One of the virtues of “First Meeting” is the careful sequencing which connects the first six tracks of the album; the effect is of a coherent musical suite. The intensity of the opening track “Several” is balanced by bassist Clemens van der Feen’s meditative piece for trio and clarinet “Bread of Life”, which flows seamlessly into Fraanje’s deceptively tranquil “Pi” for unaccompanied piano. Fraanje’s arrangement of Carla Bley’s composition, “Ida Lupino” is followed by a “Fade”, a short interlude that bridges into the pastoral “A Small Ray of Light”.
In the second half of the album, the music takes on a harder edge and a darker emotional hue. American drummer Tristan Renfrow is the featured soloist on “XYZ”, a showpiece for subtle execution of intricate polyrhythms. Saxophonist Fredrik Ljunkvist’s composition “PH” recalls the post-bop of Ornette Coleman and Eric Dolphy. Ljunkvist takes his solo ‘out’ into multiphonics on Fraanje’s free excursion “Epi”. The final two tracks, “Safe” and “Goodbye”, as their titles suggest, return to a calm, if somber, emotional ground.

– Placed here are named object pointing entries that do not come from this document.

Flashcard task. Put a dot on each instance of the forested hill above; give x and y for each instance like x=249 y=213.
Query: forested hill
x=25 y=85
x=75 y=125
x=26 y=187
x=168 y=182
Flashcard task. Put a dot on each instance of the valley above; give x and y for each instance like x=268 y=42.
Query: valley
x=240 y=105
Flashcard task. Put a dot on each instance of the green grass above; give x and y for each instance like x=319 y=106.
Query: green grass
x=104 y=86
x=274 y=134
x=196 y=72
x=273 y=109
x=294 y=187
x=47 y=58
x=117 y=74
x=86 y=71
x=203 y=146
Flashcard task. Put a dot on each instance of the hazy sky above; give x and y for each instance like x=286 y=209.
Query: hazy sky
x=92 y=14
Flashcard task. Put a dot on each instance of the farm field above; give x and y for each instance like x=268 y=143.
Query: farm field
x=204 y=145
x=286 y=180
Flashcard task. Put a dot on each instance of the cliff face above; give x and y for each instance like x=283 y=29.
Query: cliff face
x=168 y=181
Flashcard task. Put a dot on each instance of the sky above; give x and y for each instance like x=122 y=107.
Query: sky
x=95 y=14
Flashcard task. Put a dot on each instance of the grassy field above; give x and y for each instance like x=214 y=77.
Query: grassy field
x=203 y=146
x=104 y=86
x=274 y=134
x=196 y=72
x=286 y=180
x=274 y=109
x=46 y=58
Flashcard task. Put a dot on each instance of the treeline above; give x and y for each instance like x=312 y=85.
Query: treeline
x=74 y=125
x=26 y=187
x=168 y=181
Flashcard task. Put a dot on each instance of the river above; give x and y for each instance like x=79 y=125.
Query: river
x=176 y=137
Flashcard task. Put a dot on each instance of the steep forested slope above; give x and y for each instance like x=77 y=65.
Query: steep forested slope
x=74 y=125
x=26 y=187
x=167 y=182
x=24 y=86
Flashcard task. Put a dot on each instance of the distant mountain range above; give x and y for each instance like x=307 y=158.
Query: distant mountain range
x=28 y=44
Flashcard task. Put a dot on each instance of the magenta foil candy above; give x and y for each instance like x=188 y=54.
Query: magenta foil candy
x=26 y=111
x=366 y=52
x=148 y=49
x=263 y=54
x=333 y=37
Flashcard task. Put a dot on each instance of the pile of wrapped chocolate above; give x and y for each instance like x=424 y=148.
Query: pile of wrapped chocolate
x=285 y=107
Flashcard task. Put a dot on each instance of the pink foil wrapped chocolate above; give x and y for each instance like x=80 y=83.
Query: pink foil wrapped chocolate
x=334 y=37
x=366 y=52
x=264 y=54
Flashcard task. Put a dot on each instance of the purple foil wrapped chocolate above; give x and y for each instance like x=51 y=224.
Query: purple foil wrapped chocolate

Jared Sacks, known to SACD and DSD music collectors as the chief engineer for Channel Classics, is a long-time proponent of DSD recording. Sacks recorded the Harmen Fraanje group in the legendary spacious soundstage of MCO, Hilversum. The original DSD 256 recording captures every nuance of the pianist’s touch and phrasing, the depth of the standup bass, the “air” around the drums and cymbals, and the wide spectrum of saxophone tones.
Producer Jonas Sacks writes: “Recording engineer Jared Sacks created the balance on the spot by moving musicians closer or further from the mics… no post-production, mixing or editing is done.”
The mix indeed sounds exactly like the positions of the musicians as shown in the session photos included in the liner notes booklet. That speaks to a commitment by Jonas and Jared Sacks to represent the musical performance exactly as it occurred in the studio.
Play “First Meeting”, and you’ll find that you just listen.